Public exposure to electromagnetic fields: Commission's answer to parliamentary question

四月 15, 2002

Strasbourg, 12 April 2002

Verbatim report of proceedings, 11 April 2002 (Annex)

Question no 63 by Patricia McKenna (H-0260/02)
Subject: Public exposure to electromagnetic fields

The Commission has just issued an implementation report on Council Recommendation 1999/59/EC limiting public exposure to electromagnetic fields. The Council Recommendation of July 1999 asks Member States to adopt a protection framework based on the Recommendation into their national legislation and implement measures according to this framework.

Would the Commission consider introducing a common legislatory framework to compel Member States to comply with the best safety practices and remedy the disparity?

In the implementation report, Ireland states that it has submitted a revised Planning and Development Act in November 2001. However, Ireland fails to mention that this revision actually exempts companies erecting mobile phone masts from planning permission. This will in fact reduce the level of protection of the public and it loosens the regulatory framework for mobile phone masts. Is the Commission satisfied that it meets the demands set out above in the Council Recommendation?


The Honourable Member's question refers to the Community framework established by the Council Recommendation of 12th July 1999 limiting the exposure of the general public to electromagnetic fields. The scope of this Recommendation covers the whole spectrum of non-ionising radiation, including emissions from devices such as mobile telephone systems.

It calls on Member States to adopt the proposed set of limit values and to implement the measures necessary in order to limit exposure of the public to the levels given in the Recommendation.

The constant development in the use of electricity, and in particular the rapid development of mobile telecommunications systems, including the installation of transmitter masts, has given rise to some public concern. The Commission is very much aware of this, and the Recommendation just referred to addresses these concerns in a very comprehensive way, based on the opinion of leading experts and relevant European committees. However, as a Council Recommendation is not a binding legal instrument, Member States may adopt higher or lower levels of protection. Given the limitations of the EC Treaty, and in particular of Art. 152 on public health which explicitly excludes, with very few exceptions, any harmonisation of the laws and regulations of Member States, the Community cannot adopt legislation in this area based on public health grounds.

However, at European level there are other binding instruments which effectively limit total body exposure to non-ionising radiation, and which compel Member States to comply with the best safety practices. Firstly, the Council Recommendation invites the Commission to work towards the establishment of European standards of compliance with the recommended basic restrictions. This is currently done within the framework of the mandate M/305 given to Cenelec, the European standardisation organisation for electrical equipment. This mandate derives directly from the Directives on low voltage and radio terminal and telecommunications equipment. On this basis Cenelec will develop standards which will replace conflicting national standards and ensure that eventually all devices emitting non-ionising radiation put on the market will meet the limits set up by the Council Recommendation. The first standard on mobile telephones was published in June 2001, and the standard on base stations is expected by July 2002.

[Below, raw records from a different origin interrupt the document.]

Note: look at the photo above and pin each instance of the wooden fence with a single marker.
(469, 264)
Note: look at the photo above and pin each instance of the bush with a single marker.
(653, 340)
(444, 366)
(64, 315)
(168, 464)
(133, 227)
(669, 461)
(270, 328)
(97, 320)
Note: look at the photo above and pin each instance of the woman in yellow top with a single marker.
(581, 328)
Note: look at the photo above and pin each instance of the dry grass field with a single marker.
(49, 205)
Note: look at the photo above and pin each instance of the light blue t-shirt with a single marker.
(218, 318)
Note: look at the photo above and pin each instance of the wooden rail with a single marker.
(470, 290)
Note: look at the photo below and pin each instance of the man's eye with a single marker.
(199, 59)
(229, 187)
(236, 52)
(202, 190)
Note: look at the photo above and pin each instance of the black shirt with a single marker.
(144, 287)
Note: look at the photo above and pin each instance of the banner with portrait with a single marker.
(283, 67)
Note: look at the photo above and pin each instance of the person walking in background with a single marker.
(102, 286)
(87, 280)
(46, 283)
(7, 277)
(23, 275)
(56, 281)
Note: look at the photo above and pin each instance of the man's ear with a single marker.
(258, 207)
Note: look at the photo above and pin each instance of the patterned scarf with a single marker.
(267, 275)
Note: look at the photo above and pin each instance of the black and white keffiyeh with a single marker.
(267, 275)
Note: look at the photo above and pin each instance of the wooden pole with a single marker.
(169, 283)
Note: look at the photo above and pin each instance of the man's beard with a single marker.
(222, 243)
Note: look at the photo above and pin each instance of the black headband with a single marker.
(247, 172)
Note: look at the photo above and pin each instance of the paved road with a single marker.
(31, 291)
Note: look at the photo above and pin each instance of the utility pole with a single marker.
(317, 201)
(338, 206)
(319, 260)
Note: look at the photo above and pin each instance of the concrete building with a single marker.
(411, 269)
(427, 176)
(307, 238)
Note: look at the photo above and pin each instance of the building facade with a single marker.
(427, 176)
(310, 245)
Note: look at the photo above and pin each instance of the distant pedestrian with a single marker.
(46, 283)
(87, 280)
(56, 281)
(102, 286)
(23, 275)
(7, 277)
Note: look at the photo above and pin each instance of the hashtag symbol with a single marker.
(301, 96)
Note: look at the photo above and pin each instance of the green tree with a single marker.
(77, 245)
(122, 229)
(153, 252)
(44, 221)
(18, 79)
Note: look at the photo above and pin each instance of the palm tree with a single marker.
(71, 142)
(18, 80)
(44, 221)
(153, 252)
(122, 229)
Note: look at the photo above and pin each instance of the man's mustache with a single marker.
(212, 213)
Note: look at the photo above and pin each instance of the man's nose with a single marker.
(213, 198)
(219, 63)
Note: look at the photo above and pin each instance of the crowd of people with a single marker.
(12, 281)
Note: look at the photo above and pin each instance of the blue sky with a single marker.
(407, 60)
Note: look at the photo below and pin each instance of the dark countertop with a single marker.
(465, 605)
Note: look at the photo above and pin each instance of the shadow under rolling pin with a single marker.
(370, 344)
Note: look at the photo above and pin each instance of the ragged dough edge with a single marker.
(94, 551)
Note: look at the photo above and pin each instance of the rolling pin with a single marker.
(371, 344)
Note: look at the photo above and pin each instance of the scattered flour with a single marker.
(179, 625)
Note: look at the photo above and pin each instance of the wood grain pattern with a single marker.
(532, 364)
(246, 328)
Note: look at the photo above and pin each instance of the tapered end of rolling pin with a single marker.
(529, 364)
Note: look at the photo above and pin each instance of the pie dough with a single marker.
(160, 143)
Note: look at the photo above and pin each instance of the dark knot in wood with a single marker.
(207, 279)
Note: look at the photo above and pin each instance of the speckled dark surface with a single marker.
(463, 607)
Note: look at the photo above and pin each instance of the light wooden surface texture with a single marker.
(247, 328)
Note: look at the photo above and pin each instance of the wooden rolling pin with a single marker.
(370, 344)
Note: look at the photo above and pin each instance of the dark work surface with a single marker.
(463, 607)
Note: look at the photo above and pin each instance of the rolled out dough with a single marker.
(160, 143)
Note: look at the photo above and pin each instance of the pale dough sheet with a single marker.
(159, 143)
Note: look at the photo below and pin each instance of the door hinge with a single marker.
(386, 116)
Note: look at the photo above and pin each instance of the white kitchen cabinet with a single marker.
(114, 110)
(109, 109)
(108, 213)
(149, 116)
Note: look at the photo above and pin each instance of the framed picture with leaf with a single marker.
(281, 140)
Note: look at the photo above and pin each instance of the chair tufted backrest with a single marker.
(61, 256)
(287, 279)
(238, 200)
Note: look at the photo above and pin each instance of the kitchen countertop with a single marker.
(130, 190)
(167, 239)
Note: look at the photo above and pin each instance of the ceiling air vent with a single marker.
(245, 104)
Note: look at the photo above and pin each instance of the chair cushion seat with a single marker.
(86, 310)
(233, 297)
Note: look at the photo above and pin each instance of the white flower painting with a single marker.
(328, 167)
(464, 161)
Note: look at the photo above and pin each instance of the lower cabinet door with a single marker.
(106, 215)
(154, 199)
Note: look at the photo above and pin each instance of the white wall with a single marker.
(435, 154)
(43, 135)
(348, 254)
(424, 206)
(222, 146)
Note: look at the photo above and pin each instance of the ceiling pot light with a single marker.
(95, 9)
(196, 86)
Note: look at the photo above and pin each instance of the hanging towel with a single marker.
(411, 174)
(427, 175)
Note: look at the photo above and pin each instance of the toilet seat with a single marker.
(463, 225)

Secondly, Union legislation governing radio products, including mobile telephone masts, obliges manufacturers to ensure that they are safe. Directive 1999/5/EC on Radio Equipment and Telecommunications Terminal Equipment obliges manufacturers to ensure that their products do not have an adverse effect on health and enables national authorities to impose restrictions on the use of radio products, e.g. by prescribing minimum distances from the public, so as to ensure that telephone masts are appropriately installed.

Therefore, beyond the provisions of the Council Recommendation, European standards and Community legislative provisions ensure that existing disparities will be remedied.

In general, the Irish implementation report demonstrates the willingness to take into account the limits recommended at Community level. The present lack of specific measures regarding planning permission should not be seen as an obstacle to the achievement of the Council Recommendation's objectives. In fact, total body exposure will depend on the local power of each base station.

>From a Commission perspective, therefore, we are not primarily concerned with Member States' systems for granting planning permissions. The Commission is concerned about ensuring that the limit values which are set in the Council Recommendation, and which are reflected in the Cenelec standards, are respected. When this is the case the Honourable Member's concerns regarding the level of public protection and maintaining an appropriate regulatory framework are effectively addressed.

The future European standard for base stations will define the conditions for putting antennas into service, taking into account other existing installations and their emissions. It will thereby ensure that in all cases, the recommended limits are not exceeded.